Next year marks the 20th anniversary of its publication. I think it’s just about the greatest book to come out the last half of the century, American Psycho by Bret Easton Ellis. It was published in 1991, but I didn’t read it until ’94. I was a junior in high school when this divine novel graced my naughty, sweaty palms. I recall opening my new paperback at the start of my first and only Saturday detention, for skipping a class too much called Early Childhood Development, basically free daycare for parents in a certain network of neighborhoods near our school in Glastonbury, Connecticut. Three- to five-year-olds were to be “studied” during first period, and I cut the class because I couldn’t stomach incessant crying at 8 a.m. I had liked Ellis’s Less Than Zero and The Rules of Attraction. I unwittingly began reading for the first time a book I would read dozens more, around other naughty kids and my freshman Spanish teacher, Mr. Cortez, who pulled the short straw that week in the faculty lounge, I imagined.

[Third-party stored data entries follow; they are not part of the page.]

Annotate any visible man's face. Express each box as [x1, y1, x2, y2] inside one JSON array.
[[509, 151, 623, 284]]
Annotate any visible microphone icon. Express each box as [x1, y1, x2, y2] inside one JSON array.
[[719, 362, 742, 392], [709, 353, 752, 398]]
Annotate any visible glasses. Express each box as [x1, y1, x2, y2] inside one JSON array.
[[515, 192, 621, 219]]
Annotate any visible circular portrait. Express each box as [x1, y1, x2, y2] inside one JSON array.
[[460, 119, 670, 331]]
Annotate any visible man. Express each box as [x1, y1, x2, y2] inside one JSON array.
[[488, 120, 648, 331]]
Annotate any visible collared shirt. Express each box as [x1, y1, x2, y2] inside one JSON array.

Saturday detention lasted four hours, but I was awestruck by the first bathroom break. I wouldn’t realize the relevance of the book’s opening quotes (Dostoevsky, Miss Manners, and the Talking Heads) until I was finished, but even these were brilliantly chosen. American Psycho is written in the present tense. Patrick Bateman seems so normal at first. It’s the late 1980s, and it seems everyone in Manhattan is extremely rich or extremely poor. Patrick Bateman and his friends are young, insincere Wall Street assholes. Like everyone else he knows, he is manically preoccupied with his tan, his stereo, his favorite trashy talk show, securing a good table at the newest good restaurant, scoring good coke, smoking good cigars, his clothes and other people’s clothes, and literally, his wallet — gazelle-skin —t hat he reminds the reader was $850 at Barney’s, again and again throughout the text. But Patrick Bateman also kills people. No one is spared for any particular reason. Nothing matters: age, race, class, gender (though most victims are women). And it is gruesome.
The violence in this book cost Ellis a publisher. Simon and Schuster dropped it, but Vintage picked it up. The violence is horrific. Tortures and mutilations are detailed for paragraphs, pages. As much as I love this book, even I can’t reread some sections. Once was enough. To be honest, once might have been too much. I’ve read interviews with Ellis, and writing these scenes was very difficult for him.
But it had to be done this way because everything in the book is meticulously detailed. Everything. It’s ridiculous, disturbing, and just so damn smart. People are cold. People are shallow. People are greedy. People are cruel. And believe it or not, it’s funny.
…the temptation to kill McDermott is replaced by this strange anticipation to have a good time, drink some champagne, flirt with a hardbody, find some blow, maybe even dance to some oldies or that new Janet Jackson song I like.
See? Funny.
Patrick Bateman’s thoughts are everywhere, and whose aren’t? One paragraph might go from his shoes to someone else’s shoes to bottled waters to Bon Jovi lyrics to what happened in the porn flick he watched that morning. The sex is also graphic in this book, but after the orgasm Patrick pulls out a nail gun or severs some limbs, so don’t get too… comfortable.
The man can string a sentence together. Ellis’s writing is exquisite, beautiful. I do like his other books, but nothing comes close to this. I think the rhythm of the language in this book might be the biggest influence in my own work. At the very least, it has taught me to take risks when telling a story. Art can happen without taking risks; great art can’t. American Psycho offends so many people, but so many people love it. I promise we’re not all harboring terrible fantasies. Not that I haven’t done some bad things in my life, like cutting class, but I served my time.
Class. I cut class, not people. Even though I kind of wanted to kill those little fuckers crying at 8 in the morning.